Quando regressava a casa vinda de um passeio a pé ouvi, de dentro de uma silveira, um miar fraquinho. Procurei e vi uma bolinha de pelo, muito pequenina. Era um gatinho pequeno, muito pequeno.

Arranhei-me toda mas apanhei-o. Cabia-me na palma da mão.

Meti-o no bolso do casaco e levei-o para casa. Era preto. Os meus netos batizaram-no de Sebastião. O Sebastião era considerado por toda a gente da casa como um rei. Dormia belas sonecas ao nosso colo. Dormia no sofá, na beira da lareira. Enfim: um senhor.

Mas foi crescendo e quando nos apercebemos era um gatarrão enorme.

Elegeu, por sua própria vontade dormir no peitoril da janela da sala. Via a rua e gozava com os outros gatos que não tinham as mesmas mordomias.

Uma tarde de sol, empoleirou-se, como de costume na beira da janela.

Os olhitos foram-se fechando, a cabeça também se aninhou nas patas enroladas ao seu jeito e o rabo longo e farfalhudo em volta do corpo, como costume de todos os gatos quando estão confortavelmente deitados.

Fora da janela um bando de borboletas. Grandes, lindas.

O gato levantou-se de mansinho e perguntou-lhes porque tinham asas tão coloridas. A mais velha disse-lhe que antigamente as asas eram todas brancas, mas que numa tarde de primavera o vento forte resolveu brincar e espalhar as cores do arco iris. As borboletas fizeram uma roda e o vento fixou as cores assim espalhadas nas suas asas. E riram contentes das cores que conseguiram apanhar.

O gato satisfeito foi andando, também ele contente do passeio naquela tarde linda.

Ficou a pensar o que seria o arco iris de que as borboletas lhe falaram. Que tinha cores, sabia porque elas lho disseram.

Mas como seriam?

Olhou para cima e no céu lá estava ele: o arco-íris. Um arco com todas as cores: Vermelho, amarelo e azul. Afirmou-se mais e ainda descortinou o laranja, verde, anil e o violeta.

Ah! Era aquilo o arco-íris: Lindo, lindo.

Sentou-se.

De um dos lados ouviu um arrastar de folhas.

Admirou-se. Um dragão. Tinha o corpo coberto de escamas verdes, olhos vermelhos e um focinho grande com a língua de fogo.

Assustou-se. O dragão abriu a boca e enquanto o gato se encolhia com medo o dragão disse-lhe que não tivesse medo. Estava ali para brincarem os dois.
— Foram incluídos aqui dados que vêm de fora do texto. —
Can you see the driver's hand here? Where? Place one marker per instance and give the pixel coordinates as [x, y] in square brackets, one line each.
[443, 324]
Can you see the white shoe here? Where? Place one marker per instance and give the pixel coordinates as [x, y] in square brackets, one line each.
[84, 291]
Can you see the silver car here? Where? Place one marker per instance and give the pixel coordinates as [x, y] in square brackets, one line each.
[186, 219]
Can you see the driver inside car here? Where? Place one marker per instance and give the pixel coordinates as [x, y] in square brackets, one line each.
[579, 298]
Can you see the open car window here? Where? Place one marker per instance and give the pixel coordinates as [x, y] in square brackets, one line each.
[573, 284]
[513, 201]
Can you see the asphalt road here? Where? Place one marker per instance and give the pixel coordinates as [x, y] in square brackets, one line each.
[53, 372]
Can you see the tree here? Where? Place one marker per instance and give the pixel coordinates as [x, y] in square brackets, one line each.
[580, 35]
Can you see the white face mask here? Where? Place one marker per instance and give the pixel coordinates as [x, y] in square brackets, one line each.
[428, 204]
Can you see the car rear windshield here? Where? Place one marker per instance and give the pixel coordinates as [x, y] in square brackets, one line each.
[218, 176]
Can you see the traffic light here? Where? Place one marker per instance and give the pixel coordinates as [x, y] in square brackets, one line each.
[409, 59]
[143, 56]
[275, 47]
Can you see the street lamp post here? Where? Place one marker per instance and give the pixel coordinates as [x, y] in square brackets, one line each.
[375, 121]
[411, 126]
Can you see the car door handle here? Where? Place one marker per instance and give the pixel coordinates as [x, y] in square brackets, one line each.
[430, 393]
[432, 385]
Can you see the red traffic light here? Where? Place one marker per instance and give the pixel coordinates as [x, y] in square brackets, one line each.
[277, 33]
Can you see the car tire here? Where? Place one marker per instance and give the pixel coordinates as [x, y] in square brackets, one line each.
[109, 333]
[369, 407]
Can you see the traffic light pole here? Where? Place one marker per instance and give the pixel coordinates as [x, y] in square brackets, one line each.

O gato olhou desconfiado. Um dragão? Hummmmmmm Aquilo não batia certo e foi embora.

Lá ao longe uma pata gansa com os filhotes por perto. Ela sabia do dragão. Também sabia que os gatos não são os melhores amigos e desviou caminho.

Por perto e distraído um rato saiu do buraco da parede e olhando o gato quietinho deu meia volta para ir embora. O gato chamou:

– Pst pst. Olha lá. Eh!Tu aí.

O ratito pensando que o gato o ia comer deu uma corrida. O gato chamou mais uma vez:

– É contigo. Anda cá! E num salto agarrou-o pelo rabo comprido. O ratito esperneou mas chegando à conclusão que fugir não resolvia nada, sentou-se e perguntou:

– Eu sei que os ratos são um petisco dos gatos. Vais comer-me?

– Claro que não! Para que quero eu um ratinho como tu, se tenho comida com fartura. Da melhor!

Os meus donos, além de brincar comigo, dão- me a melhor almofada, o melhor lugar para me aquecer, dão-me colo. Não te vou comer. Tu que comes? Já vi borboletas lindas, vi um dragão com a língua a deitar fogo, uma gansa e gansitos e agora um ratinho.

O ratinho disse-lhe que comia restos de pão, roía nozes com os dentinhos afiados, bolotas e raízes.

– Só isso? Disse o gato. E dando um salto respondeu-lhe.

– Eu adoro queijo. Muito queijo!!

E deu um salto, batendo com a cabeça no vidro fechado da janela.

Tinha sido um sonho. O gato a dormir imaginou tudo isto e o enorme queijo não era mais que a lua cheia que viu no céu porque entretanto se fizera noite.